Neutrality for sentiment analysis in spark

689 Views Asked by At

I have built a pretty basic naive bayes over apache spark and using mllib of course. But I have a few clarifications on what exactly neutrality means.

From what I understand, in a given dataset there are pre-labeled sentences which comprise of the necessary classes, let's take 3 for example below.

0-> Negative sentiment
1-> Positive sentiment
2-> Neutral sentiment

This neutral is pre-labeled in the training set itself.

Is there any other form of neutrality handling. Suppose if there are no neutral sentences available in the dataset then is it possible that I can calculate it from the scale of probability like

0.0 - 0.4 => Negative
0.4- - 0.6 => Neutral
0.6 - 1.0 => Positive

Is such kind of mapping possible in spark. I searched around but could not find any. The NaiveBayesModel class in the RDD API has a predict method which just returns a double that is mapped according to the training set i.e if only 0,1 is there it will return only 0,1 and not in a scaled manner such as 0.0 - 1.0 as above.
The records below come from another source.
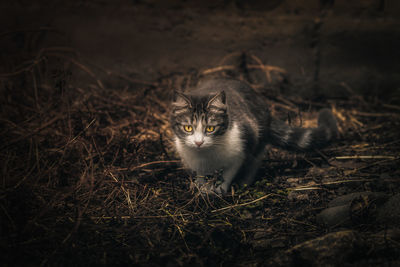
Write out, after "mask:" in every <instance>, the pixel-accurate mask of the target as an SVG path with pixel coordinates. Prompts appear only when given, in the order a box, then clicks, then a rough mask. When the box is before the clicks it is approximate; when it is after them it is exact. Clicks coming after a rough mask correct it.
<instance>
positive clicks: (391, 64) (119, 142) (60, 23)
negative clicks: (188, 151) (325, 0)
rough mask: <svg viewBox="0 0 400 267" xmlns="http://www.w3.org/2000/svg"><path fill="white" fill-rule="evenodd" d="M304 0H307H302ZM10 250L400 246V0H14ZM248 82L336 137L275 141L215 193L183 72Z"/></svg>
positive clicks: (49, 259) (4, 173) (12, 46)
mask: <svg viewBox="0 0 400 267" xmlns="http://www.w3.org/2000/svg"><path fill="white" fill-rule="evenodd" d="M294 2H296V3H294ZM1 12H2V13H3V14H4V15H3V16H0V22H1V25H2V26H1V27H2V30H1V32H0V42H1V46H2V49H1V53H0V59H1V62H2V63H3V64H0V92H1V97H0V101H1V110H0V112H1V113H0V136H1V140H2V142H1V144H0V157H1V161H0V164H1V177H2V179H1V185H0V219H1V220H0V236H1V238H0V239H1V242H0V247H1V250H2V253H1V256H0V261H1V263H2V265H3V266H26V265H29V266H37V265H41V266H43V265H49V266H69V265H71V266H72V265H73V266H77V265H78V266H81V265H82V266H83V265H85V266H87V265H113V266H114V265H127V264H128V265H139V266H158V265H163V266H182V265H183V266H187V265H196V266H197V265H199V266H205V265H211V266H214V265H218V266H226V265H234V266H264V265H268V266H303V265H304V266H306V265H307V266H321V265H324V266H325V265H327V266H338V265H345V266H377V265H387V266H391V265H393V266H395V265H398V264H399V263H400V258H399V256H398V255H400V246H399V242H400V232H399V231H398V228H399V221H400V219H399V218H400V211H399V208H398V207H397V205H396V203H398V198H399V195H398V194H399V193H400V190H399V182H400V180H399V174H400V171H399V168H398V164H399V161H400V154H399V148H400V135H399V129H400V89H399V88H400V87H399V81H400V76H399V74H398V73H397V70H398V69H399V67H400V66H399V64H400V63H399V62H400V60H399V59H400V53H399V52H398V49H397V47H399V45H400V44H399V40H400V39H399V38H398V37H399V34H400V30H399V29H400V27H399V24H400V21H399V19H398V18H397V17H398V14H399V13H400V6H399V5H398V4H396V1H363V3H359V4H356V3H346V2H345V1H311V0H303V1H293V2H292V1H278V0H277V1H267V2H265V3H264V2H260V1H240V0H237V1H222V0H221V1H204V2H202V3H198V2H196V1H179V0H176V1H169V2H160V3H159V2H157V1H150V0H149V1H144V0H143V1H123V0H119V1H115V2H113V3H112V4H111V3H108V2H106V1H95V0H92V1H76V2H73V3H62V2H61V1H44V0H42V1H37V2H34V3H31V2H29V3H24V1H19V2H9V3H3V4H1ZM210 77H225V78H234V79H240V80H243V81H245V82H247V83H249V84H250V85H251V86H252V87H253V88H254V90H257V91H258V92H260V93H261V94H262V95H263V97H264V98H265V102H266V105H267V106H268V107H269V108H270V110H271V112H272V114H273V116H276V117H278V118H280V119H282V120H285V121H287V123H289V124H292V125H296V126H303V127H313V126H315V125H316V117H317V112H318V110H319V109H321V108H324V107H330V108H331V109H332V111H333V113H334V115H335V117H336V118H337V121H338V127H339V131H340V135H341V136H340V139H339V140H337V141H335V142H334V143H332V144H330V145H329V146H328V147H326V148H324V149H321V150H315V151H311V152H307V153H301V152H287V151H283V150H280V149H277V148H274V147H268V150H267V152H266V157H265V160H264V161H263V165H262V167H261V169H260V170H259V172H258V174H257V177H258V181H257V182H256V183H255V184H254V185H249V186H246V187H242V188H239V187H237V186H234V188H233V191H232V193H231V194H229V195H227V196H223V197H221V196H217V195H203V194H201V193H200V192H199V191H198V190H197V189H196V188H195V187H194V186H193V184H192V177H191V175H190V174H189V173H188V172H187V171H186V170H185V169H184V168H183V167H182V165H181V163H180V160H179V158H178V157H177V155H176V153H175V151H174V148H173V145H172V142H171V139H172V133H171V130H170V127H169V123H168V112H169V99H170V95H171V93H172V92H173V90H184V89H185V88H187V87H189V86H193V85H195V84H196V83H197V82H198V81H199V80H200V79H203V78H210Z"/></svg>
Any pointers/advice on this would be incredibly helpful.

Edit - 1

Sample code

//Performs tokenization,pos tagging and then lemmatization
//Returns a array of string
val tokenizedString = Util.tokenizeData(text)
val hashingTF = new HashingTF()
//Returns a double 
//According to the training set 1.0 => Positive, 0.0 => Negative
val status = model.predict(hashingTF.transform(tokenizedString.toSeq))
if(status == 1.0) "Positive" else "Negative"

Sample dataset content

1,Awesome movie
0,This movie sucks

Of course the original dataset contains more longer sentences, but this should be enough for explanations I guess

Using the above code I am calculating. My question is the same

1) Neutrality handling in dataset In the above dataset if I am adding another category such as 2,This movie can be enjoyed by kids

For arguments sake, lets assume that it is a neutral review, then the model.predict method will give either 1.0,0.0,2.0 based on the passed in sentence.
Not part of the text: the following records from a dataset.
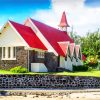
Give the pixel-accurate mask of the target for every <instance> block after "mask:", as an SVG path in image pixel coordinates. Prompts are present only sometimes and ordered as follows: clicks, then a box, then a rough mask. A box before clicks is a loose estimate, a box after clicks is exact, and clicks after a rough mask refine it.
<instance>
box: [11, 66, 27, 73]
mask: <svg viewBox="0 0 100 100" xmlns="http://www.w3.org/2000/svg"><path fill="white" fill-rule="evenodd" d="M10 71H11V72H13V73H27V72H28V70H27V69H26V68H24V67H21V66H17V67H14V68H11V69H10Z"/></svg>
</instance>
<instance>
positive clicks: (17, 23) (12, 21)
mask: <svg viewBox="0 0 100 100" xmlns="http://www.w3.org/2000/svg"><path fill="white" fill-rule="evenodd" d="M8 22H10V23H11V24H13V23H15V24H19V25H21V26H24V27H26V28H30V27H29V26H25V25H24V24H21V23H18V22H15V21H12V20H8Z"/></svg>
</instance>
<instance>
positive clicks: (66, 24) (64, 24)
mask: <svg viewBox="0 0 100 100" xmlns="http://www.w3.org/2000/svg"><path fill="white" fill-rule="evenodd" d="M59 26H60V27H69V25H68V22H67V19H66V14H65V12H63V14H62V18H61V21H60V24H59Z"/></svg>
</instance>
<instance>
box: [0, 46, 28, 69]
mask: <svg viewBox="0 0 100 100" xmlns="http://www.w3.org/2000/svg"><path fill="white" fill-rule="evenodd" d="M27 53H28V52H27V50H25V49H24V47H16V60H1V56H2V53H1V48H0V69H6V70H9V69H10V68H12V67H16V66H23V67H27V66H28V65H27V64H28V63H27V61H28V55H27Z"/></svg>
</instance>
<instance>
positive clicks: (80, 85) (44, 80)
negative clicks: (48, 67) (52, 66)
mask: <svg viewBox="0 0 100 100" xmlns="http://www.w3.org/2000/svg"><path fill="white" fill-rule="evenodd" d="M0 88H49V89H85V88H100V78H97V77H77V76H57V75H0Z"/></svg>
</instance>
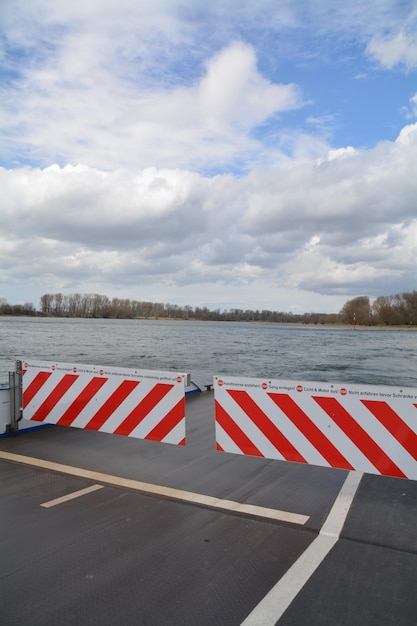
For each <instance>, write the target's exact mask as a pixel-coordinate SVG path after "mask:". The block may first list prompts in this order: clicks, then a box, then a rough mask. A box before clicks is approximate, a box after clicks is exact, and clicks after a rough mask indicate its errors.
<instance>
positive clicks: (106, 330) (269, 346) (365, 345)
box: [0, 316, 417, 387]
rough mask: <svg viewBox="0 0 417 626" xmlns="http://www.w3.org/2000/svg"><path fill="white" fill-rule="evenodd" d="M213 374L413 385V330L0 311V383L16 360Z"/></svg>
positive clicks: (415, 351) (195, 382) (414, 349)
mask: <svg viewBox="0 0 417 626" xmlns="http://www.w3.org/2000/svg"><path fill="white" fill-rule="evenodd" d="M20 357H24V358H26V359H31V360H45V361H57V362H70V363H86V364H91V365H107V366H114V367H135V368H141V369H156V370H174V371H181V372H189V373H190V374H191V379H192V380H193V381H194V382H195V383H196V384H197V385H199V386H200V387H203V386H204V385H206V384H208V383H210V382H211V381H212V376H213V375H220V374H221V375H224V374H229V375H236V376H238V375H241V376H253V377H266V378H283V379H286V380H305V381H317V382H333V381H336V382H341V383H359V384H380V385H395V386H406V387H417V332H413V331H406V330H378V329H371V328H370V329H366V328H365V329H364V328H358V329H356V330H354V329H353V328H331V327H325V326H314V325H308V326H291V325H278V324H267V323H258V322H257V323H247V322H200V321H187V320H178V321H174V320H172V321H171V320H105V319H68V318H42V317H7V316H3V317H0V384H2V385H4V384H7V382H8V372H9V371H11V370H14V368H15V360H16V358H20Z"/></svg>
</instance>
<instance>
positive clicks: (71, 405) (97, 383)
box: [21, 359, 187, 445]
2) Using the model.predictProbabilities it gives an array of doubles, but I am not sure in what order it gives the result i.e index 0 is for negative or for positive? With three features i.e Negative,Positive,Neutral then in what order will that method return the predictions?

2

There are 2 best solutions below

1
On BEST ANSWER

It would have been helpful to have the code that builds the model (for your example to work, the 0.0 from the dataset must be converted to 0.0 as a Double in the model, either after indexing it with a StringIndexer stage, or if you converted that from the file), but assuming that this code works:

val status = model.predict(hashingTF.transform(tokenizedString.toSeq))
if(status == 1.0) "Positive" else "Negative"

Then yes, it means the probabilities at index 0 is that of negative and at 1 that of positive (it's a bit strange and there must be a reason, but everything is a double in ML, even feature and category indexes). If you have something like this in your code:

val labelIndexer = new StringIndexer()
  .setInputCol("sentiment")
  .setOutputCol("indexedsentiment")
  .fit(trainingData) 

Then you can use labelIndexer.labels to identify the labels (probability at index 0 is for labelIndexer.labels at index 0.

Now regarding your other questions.

  1. Neutrality can mean two different things. Type 1: a review contains as much positive and negative words Type 2: there is (almost) no sentiment expressed.
  2. A Neutral category can be very helpful if you want to manage Type 2. If that is the case, you need neutral examples in your dataset. Naive Bayes is not a good classifier to apply thresholding on the probabilities in order to determine Type 2 neutrality.
  3. Option 1: Build a dataset (if you think you will have to deal with a lot of Type 2 neutral texts). The good news is, building a neutral dataset is not too difficult. For instance you can pick random texts that are not movie reviews and assume they are neutral. It would be even better if you could pick content that is closely related to movies (but neutral), like a dataset of movie synopsis. You could then create a multi-class Naive Bayes classifier (between neutral, positive and negative) or a hierarchical classifier (first step is a binary classifier that determines whether a text is a movie review or not, second step to determine the overall sentiment).
  4. Option 2 (can be used to deal with both Type 1 and 2). As I said, Naive Bayes is not very great to deal with thresholds on the probabilities, but you can try that. Without a dataset though, it will be difficult to determine the thresholds to use. Another approach is to identify the number of words or stems that have a significant polarity. One quick and dirty way to achieve that is to query your classifier with each individual word and count the number of times it returns "positive" with a probability significantly higher than the negative class (discard if the probabilities are too close to each other, for instance within 25% - a bit of experimentations will be needed here). At the end, you may end up with say 20 positive words vs 15 negative ones and determine it is neutral because it is balanced or if you have 0 positive and 1 negative, return neutral because the count of polarized words is too low.

Good luck and hope this helped.

3
On

I am not sure if I understand the problem but:

  • prior in Naive Bayes is computed from the data and cannot be set manually.
  • in MLLib you can use predictProbabilities to obtain class probabilities.
  • in ML you can use setThresholds to set prediction threshold for each class.